REPUBLIKA.CO.ID, TOKYO — Penyiaran dalam Olimpiade Tokyo kali ini telah menetapkan standar tinggi dalam tayangan televisi mereka. Kepada penyiaran Olimpiade Tokyo berusaha untuk membuang stigma seksualitas atlet wanita. Ia menyebut Olimpiade harus mengedepankan daya tarik olahraga, bukan dari sisi seksualitasnya.
''Anda tidak akan melihat dalam liputan kami beberapa hal yang telah kami lihat di masa lalu, dengan detail dan close-up pada bagian tubuh,'' kata Kepala Eksekutif Layanan Penyiaran Olimpiade, Yiannis Exarchos, dikutip dari Japantoday, Selasa (27/7).
Walaupun Yiannis mengatakan pengetatan standar penyiaran ini akan sulit dilakukan dengan teknologi mutakhir yang digunakan. Beberapa cabang olahraga seperti voli pantai, senam, renang dan lari putri, selalu identik dengan pakaian terbuka atau seksi.
Bahkan, para pesenam dari Jerman sudah mengirim pesan perlawanan terhadap stigma seksualitas dalam olahraga.
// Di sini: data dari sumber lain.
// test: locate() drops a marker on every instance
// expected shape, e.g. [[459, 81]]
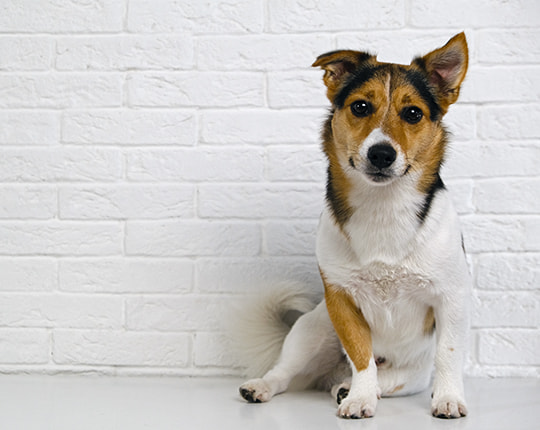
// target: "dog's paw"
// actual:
[[341, 391], [256, 391], [448, 407], [358, 407]]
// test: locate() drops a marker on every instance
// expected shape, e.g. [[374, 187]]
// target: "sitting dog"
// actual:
[[389, 247]]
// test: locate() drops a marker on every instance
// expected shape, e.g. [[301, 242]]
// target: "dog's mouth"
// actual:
[[377, 175]]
Tim Jerman sengaja mengenakan pakaian tertutup sampai menutupi seluruh bagian kaki kecuali bagian telapak. Protes lebih kuat juga telah dilakukan jauh sebelum Olimpiade dimulai.
Dalam event voli pantai di Eropa, perempuan Norwegia menolak untuk menggunakan bikini. Mereka bahkan memakai celana pendek yang ketat. Sayang, aksi tersebut membuat tim Norwegia didenda karena dianggap melanggar aturan berpakaian. Komite Olimpiade Internasional tidak mengatur aturan berpakaian untuk individu.
Karena itu, Layanan Penyiaran Olimpiade Tokyo menggunakan OBS (Open Broadcaster Software) dan mengontrol output siaran dari Tokyo sebelum ditayangkan ke seluruh dunia. ''Apa yang kami dapat lakukan adalah memastikan bahwa liputan kami tidak menonjolkan apa yang dikenakan orang dengan cara tertentu,'' tegas Yiannis.
Untuk mencapai tujuan ini, IOC langsung memperbarui 'Pedoman Penyiaran', untuk mengarahkan semua olahraga Olimpiade dan pemegang hak siar, menuju acara yang adil dan kesetaraan gender. Salah satunya adalah jangan terlalu fokus pada penampilan, pakaian dan bagian tubuh intim. Hal itu dilakukan demi menghormati integritas atlet.
Mantan atlet renang Jepang di Olimpiade Atlanta 1996, Naomi Imoto, selama ini isu gender di Olimpiade benar-benar bias. Ia menilai, banyak penyiaran yang melihat atlet wanita tidak benar-benar murni dari aspek olahraga. ''Sebagian besar juga sangat memperhatikan penampilan yang mengatakan mereka cantik atau seksi,'' kata Imoto, yang juga bekerja untuk UNICEF.
Oleh karena itu, Olimpiade Tokyo dianggap sebagai kesempatan untuk mendorong perubahan dalam masyarakat Jepang dan merangkul keragaman. Imoto berharap, media Jepang dan pejabat olahraga akan berbicara setelah Olimpiade 'tentang standar penyiaran'.
''Mereka kuat dan mereka juga cantik, tetapi mereka bukan sekadar wanita, mereka adalah atlet,'' ujar Imoto.
Pesenam wanita Jerman mengambil sikap menentang seksualitas wanita dalam olahraga mereka dengan mengenakan unitard, alih-alih bikini. Tim yang terdiri dari Sarah Voss, Pauline Schäfer, Elisabeth Seitz dan Kim Bui, mengenakan unitard selama latihan dan juga
pertandingan. Voss mengatakan, dirinya tumbuh sebagai seorang wanita, dan cukup sulit untuk membiasakan diri dengan tubuh baru sebagai atlet senam.
''Kami ingin memastikan semua orang merasa nyaman dan kami menunjukkan kepada semua orang bahwa mereka dapat mengenakan apa pun yang mereka inginkan dan terlihat luar biasa, merasa luar biasa, apakah itu dalam triko panjang atau pendek,'' kata Voss, dikutip dari DW.